Give Beyond Your Means
"For they gave according to their means, as I can testify, and beyond their means, of their own accord..." – 2 Corinthians 8:3
Paul is describing the incredibly giving nature of the Macedonian churches, that they give not only according to their means but also beyond their means. What does it mean to give beyond your means?
We each have a certain amount of resources at our disposal. However, it would be flawed to believe that we earned these resources through our own hard work alone. For God gives us these things, and therefore everything that we have belonged to God in the first place–we are simply taking care of these things as a steward.
Giving according to our means is to give the excess of what we have so we can still remain comfortable with our own lives. It's a form of convenient giving. There's not much loss to us in our quality of lives.
Giving beyond our means is to give until it hurts. We are giving more than what the world considers logical to give. We give to the point that life becomes inconvenient. It's unpleasant to us. It's sacrificial.
It's not easy to give beyond our means. Very few are able to do so. Honestly, I don't know if I can do this.
"I say this not as a command, but to prove by the earnestness of others that your love also is genuine." – 2 Corinthians 8:8
Giving is not a command. You cannot command someone to give, for that would be a demand. Rather, there has to be a willingness and desire to give.
"For you know the grace of our Lord Jesus Christ, that though he was rich, yet for your sake he became poor, so that you by his poverty might become rich." – 2 Corinthians 8:9
Jesus is the ultimate example of giving willingly.

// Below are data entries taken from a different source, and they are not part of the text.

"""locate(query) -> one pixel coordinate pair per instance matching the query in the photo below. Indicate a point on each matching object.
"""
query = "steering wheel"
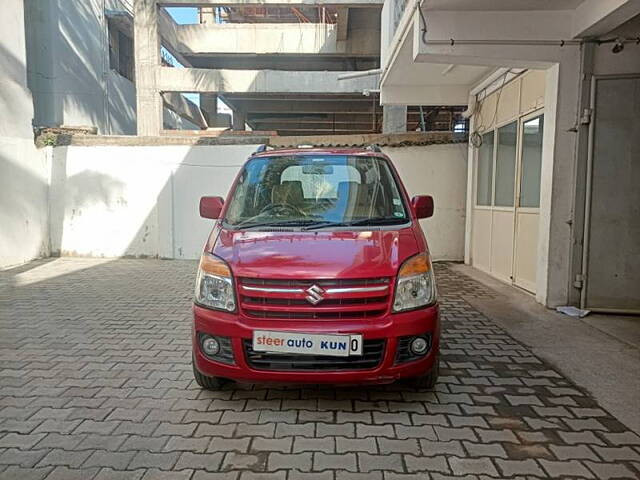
(283, 207)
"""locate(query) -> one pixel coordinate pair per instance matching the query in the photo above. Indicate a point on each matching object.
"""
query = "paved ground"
(95, 382)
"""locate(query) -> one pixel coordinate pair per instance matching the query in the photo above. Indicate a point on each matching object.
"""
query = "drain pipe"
(587, 206)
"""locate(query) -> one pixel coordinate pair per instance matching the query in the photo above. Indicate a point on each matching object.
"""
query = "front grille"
(372, 353)
(342, 299)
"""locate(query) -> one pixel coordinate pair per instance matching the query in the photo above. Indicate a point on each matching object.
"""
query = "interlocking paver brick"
(464, 433)
(20, 473)
(511, 468)
(64, 457)
(612, 454)
(571, 468)
(163, 461)
(22, 458)
(298, 461)
(485, 450)
(369, 463)
(110, 385)
(426, 464)
(346, 445)
(282, 445)
(578, 452)
(115, 460)
(346, 461)
(472, 466)
(199, 461)
(606, 471)
(326, 444)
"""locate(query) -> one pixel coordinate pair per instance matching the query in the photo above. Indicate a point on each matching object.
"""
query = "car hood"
(315, 255)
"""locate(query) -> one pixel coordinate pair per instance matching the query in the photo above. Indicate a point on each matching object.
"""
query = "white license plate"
(307, 343)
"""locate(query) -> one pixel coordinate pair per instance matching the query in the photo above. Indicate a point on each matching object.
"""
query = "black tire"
(208, 383)
(429, 380)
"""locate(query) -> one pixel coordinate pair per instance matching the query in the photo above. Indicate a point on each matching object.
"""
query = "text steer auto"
(316, 271)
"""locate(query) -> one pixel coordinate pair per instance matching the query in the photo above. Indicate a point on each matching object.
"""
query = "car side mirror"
(211, 207)
(422, 206)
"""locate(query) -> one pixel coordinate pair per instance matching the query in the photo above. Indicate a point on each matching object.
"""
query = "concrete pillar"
(394, 119)
(558, 176)
(239, 120)
(209, 107)
(207, 15)
(147, 62)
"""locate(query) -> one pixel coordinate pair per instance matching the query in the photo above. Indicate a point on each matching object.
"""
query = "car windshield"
(314, 191)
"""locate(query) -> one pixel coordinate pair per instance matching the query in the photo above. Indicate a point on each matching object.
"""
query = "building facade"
(554, 103)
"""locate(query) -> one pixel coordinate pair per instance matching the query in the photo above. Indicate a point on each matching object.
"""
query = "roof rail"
(261, 148)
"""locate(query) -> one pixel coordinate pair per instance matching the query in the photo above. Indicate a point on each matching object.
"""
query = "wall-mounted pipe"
(363, 73)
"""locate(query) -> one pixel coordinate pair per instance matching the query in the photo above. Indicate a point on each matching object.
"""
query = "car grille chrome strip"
(309, 299)
(326, 290)
(272, 289)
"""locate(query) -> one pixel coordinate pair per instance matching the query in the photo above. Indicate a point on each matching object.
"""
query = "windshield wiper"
(362, 221)
(272, 223)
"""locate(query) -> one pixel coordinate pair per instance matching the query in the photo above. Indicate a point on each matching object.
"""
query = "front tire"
(206, 382)
(429, 380)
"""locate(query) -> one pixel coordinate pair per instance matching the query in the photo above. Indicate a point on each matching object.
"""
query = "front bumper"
(390, 328)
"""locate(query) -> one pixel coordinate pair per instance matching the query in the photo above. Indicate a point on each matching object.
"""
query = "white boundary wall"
(111, 201)
(24, 171)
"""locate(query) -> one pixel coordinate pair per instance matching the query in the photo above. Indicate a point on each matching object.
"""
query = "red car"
(316, 271)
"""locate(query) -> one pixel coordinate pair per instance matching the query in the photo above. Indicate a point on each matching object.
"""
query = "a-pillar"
(394, 119)
(239, 120)
(147, 61)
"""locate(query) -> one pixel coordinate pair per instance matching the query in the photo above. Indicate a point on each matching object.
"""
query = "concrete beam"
(428, 95)
(184, 108)
(265, 81)
(285, 106)
(599, 17)
(293, 39)
(273, 3)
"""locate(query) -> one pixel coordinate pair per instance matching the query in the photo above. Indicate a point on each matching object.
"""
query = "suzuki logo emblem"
(315, 294)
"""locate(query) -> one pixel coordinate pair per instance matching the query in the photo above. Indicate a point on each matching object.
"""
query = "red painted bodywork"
(316, 255)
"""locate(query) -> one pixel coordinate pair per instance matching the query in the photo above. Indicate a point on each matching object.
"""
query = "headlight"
(214, 284)
(416, 286)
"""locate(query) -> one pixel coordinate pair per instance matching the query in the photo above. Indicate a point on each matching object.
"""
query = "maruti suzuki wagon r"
(316, 271)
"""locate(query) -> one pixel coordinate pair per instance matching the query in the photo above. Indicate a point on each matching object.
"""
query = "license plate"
(307, 343)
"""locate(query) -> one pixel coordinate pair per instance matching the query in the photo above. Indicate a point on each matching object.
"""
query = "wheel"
(429, 380)
(209, 383)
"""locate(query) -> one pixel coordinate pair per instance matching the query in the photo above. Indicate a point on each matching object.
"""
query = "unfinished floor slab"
(96, 382)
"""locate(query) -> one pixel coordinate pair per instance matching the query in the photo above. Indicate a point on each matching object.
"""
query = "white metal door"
(528, 202)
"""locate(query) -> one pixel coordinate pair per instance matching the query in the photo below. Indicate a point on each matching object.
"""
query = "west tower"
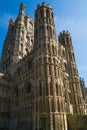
(49, 113)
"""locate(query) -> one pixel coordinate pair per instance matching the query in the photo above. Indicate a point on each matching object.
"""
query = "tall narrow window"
(26, 51)
(40, 89)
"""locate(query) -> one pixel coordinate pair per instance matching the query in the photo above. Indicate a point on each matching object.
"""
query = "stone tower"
(74, 89)
(41, 73)
(19, 39)
(49, 113)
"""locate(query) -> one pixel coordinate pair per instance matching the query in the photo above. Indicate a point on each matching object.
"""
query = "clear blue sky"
(69, 15)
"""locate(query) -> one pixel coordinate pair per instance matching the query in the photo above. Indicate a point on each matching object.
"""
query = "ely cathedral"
(39, 80)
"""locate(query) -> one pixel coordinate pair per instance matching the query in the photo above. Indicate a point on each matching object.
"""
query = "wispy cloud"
(4, 20)
(82, 68)
(76, 26)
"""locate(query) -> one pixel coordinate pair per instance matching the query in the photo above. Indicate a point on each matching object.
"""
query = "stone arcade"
(39, 81)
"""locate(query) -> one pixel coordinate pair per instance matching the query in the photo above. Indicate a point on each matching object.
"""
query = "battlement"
(44, 5)
(65, 33)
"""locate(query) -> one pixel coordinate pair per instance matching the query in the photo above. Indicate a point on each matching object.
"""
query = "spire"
(22, 9)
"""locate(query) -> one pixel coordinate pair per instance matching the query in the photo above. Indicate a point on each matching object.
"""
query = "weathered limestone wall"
(77, 122)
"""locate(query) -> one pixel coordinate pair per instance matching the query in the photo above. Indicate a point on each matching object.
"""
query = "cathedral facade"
(39, 75)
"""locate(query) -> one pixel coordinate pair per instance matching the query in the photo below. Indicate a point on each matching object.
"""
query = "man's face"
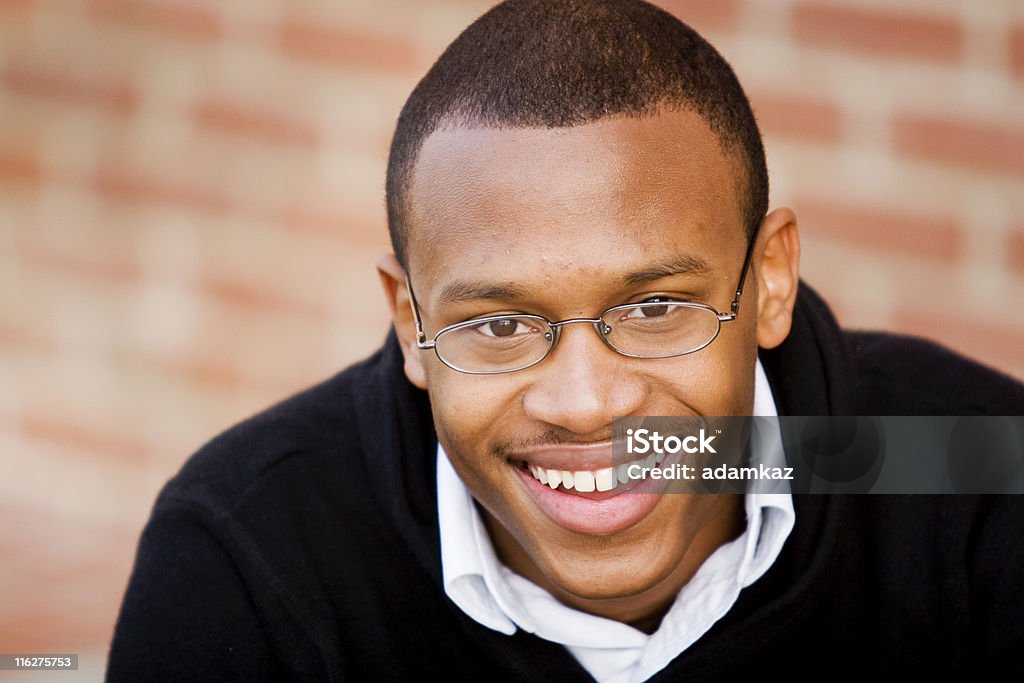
(566, 222)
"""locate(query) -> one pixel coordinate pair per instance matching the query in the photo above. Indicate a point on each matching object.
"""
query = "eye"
(504, 327)
(647, 310)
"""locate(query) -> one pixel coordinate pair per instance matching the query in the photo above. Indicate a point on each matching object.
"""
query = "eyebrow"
(467, 290)
(677, 265)
(464, 290)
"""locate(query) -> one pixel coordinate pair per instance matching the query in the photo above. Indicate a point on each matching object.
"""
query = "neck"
(645, 609)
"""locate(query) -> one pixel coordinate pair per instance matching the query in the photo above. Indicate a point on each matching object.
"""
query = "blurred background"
(192, 205)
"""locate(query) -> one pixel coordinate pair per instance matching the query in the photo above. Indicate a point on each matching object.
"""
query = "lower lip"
(589, 515)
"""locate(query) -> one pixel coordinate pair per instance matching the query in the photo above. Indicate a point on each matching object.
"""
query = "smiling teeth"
(588, 480)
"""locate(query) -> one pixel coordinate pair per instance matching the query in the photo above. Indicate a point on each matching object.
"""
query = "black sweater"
(302, 545)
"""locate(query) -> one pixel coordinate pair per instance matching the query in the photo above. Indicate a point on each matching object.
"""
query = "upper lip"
(568, 457)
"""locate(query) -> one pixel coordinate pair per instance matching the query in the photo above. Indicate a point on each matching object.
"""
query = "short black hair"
(534, 63)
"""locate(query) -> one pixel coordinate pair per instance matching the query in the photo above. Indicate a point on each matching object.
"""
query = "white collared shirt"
(612, 652)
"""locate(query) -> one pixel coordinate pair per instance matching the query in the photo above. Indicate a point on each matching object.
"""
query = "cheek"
(471, 415)
(714, 381)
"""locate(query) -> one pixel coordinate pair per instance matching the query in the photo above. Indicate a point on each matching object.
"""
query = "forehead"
(601, 198)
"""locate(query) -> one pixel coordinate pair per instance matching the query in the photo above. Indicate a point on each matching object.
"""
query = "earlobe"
(393, 281)
(777, 269)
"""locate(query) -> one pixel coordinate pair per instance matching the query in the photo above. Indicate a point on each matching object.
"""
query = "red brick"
(334, 224)
(340, 46)
(705, 14)
(262, 295)
(15, 335)
(123, 184)
(203, 369)
(801, 118)
(1015, 250)
(880, 32)
(885, 230)
(98, 264)
(194, 20)
(73, 88)
(978, 145)
(20, 167)
(97, 439)
(1017, 51)
(261, 124)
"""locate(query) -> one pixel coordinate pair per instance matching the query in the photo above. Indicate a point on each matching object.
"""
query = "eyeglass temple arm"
(734, 307)
(421, 339)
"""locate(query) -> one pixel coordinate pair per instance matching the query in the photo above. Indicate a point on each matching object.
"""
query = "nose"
(583, 384)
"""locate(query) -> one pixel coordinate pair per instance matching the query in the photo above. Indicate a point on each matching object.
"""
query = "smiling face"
(566, 222)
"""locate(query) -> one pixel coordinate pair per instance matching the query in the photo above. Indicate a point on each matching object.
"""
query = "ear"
(777, 270)
(393, 281)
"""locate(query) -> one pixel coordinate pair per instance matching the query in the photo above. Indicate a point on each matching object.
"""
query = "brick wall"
(190, 207)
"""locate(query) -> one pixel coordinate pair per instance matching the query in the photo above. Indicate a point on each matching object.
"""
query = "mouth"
(569, 485)
(614, 478)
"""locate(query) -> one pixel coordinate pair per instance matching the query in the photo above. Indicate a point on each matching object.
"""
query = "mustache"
(551, 437)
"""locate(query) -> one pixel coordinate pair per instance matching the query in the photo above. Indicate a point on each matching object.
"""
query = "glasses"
(507, 343)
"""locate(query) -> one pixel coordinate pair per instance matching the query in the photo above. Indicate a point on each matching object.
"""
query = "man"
(578, 203)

He was rich, and he gave us his riches. He didn't have to give to us, but he did. He wasn't commanded to give to us–rather, he willingly gave his life for us.
"For if the readiness is there, it is acceptable according to what a person has, not according to what he does not have." – 2 Corinthians 8:12
Furthermore, it's not about what you give. This is a stark distinction between the world's economy and God's economy. The world might judge you based on what you gave. The world might rate the Bill & Melinda Gates foundation as the ultimate form of philanthropy because of the amount they give.
Not so in God's economy. Jesus did say that the widow who gave two coins (Mark 12:41-44) gave far more than the rich who gave in greater amounts because that's all that she had.
It's not a comparison between the total raw amount. Rather, it's based on your heart, your willingness, and what you have.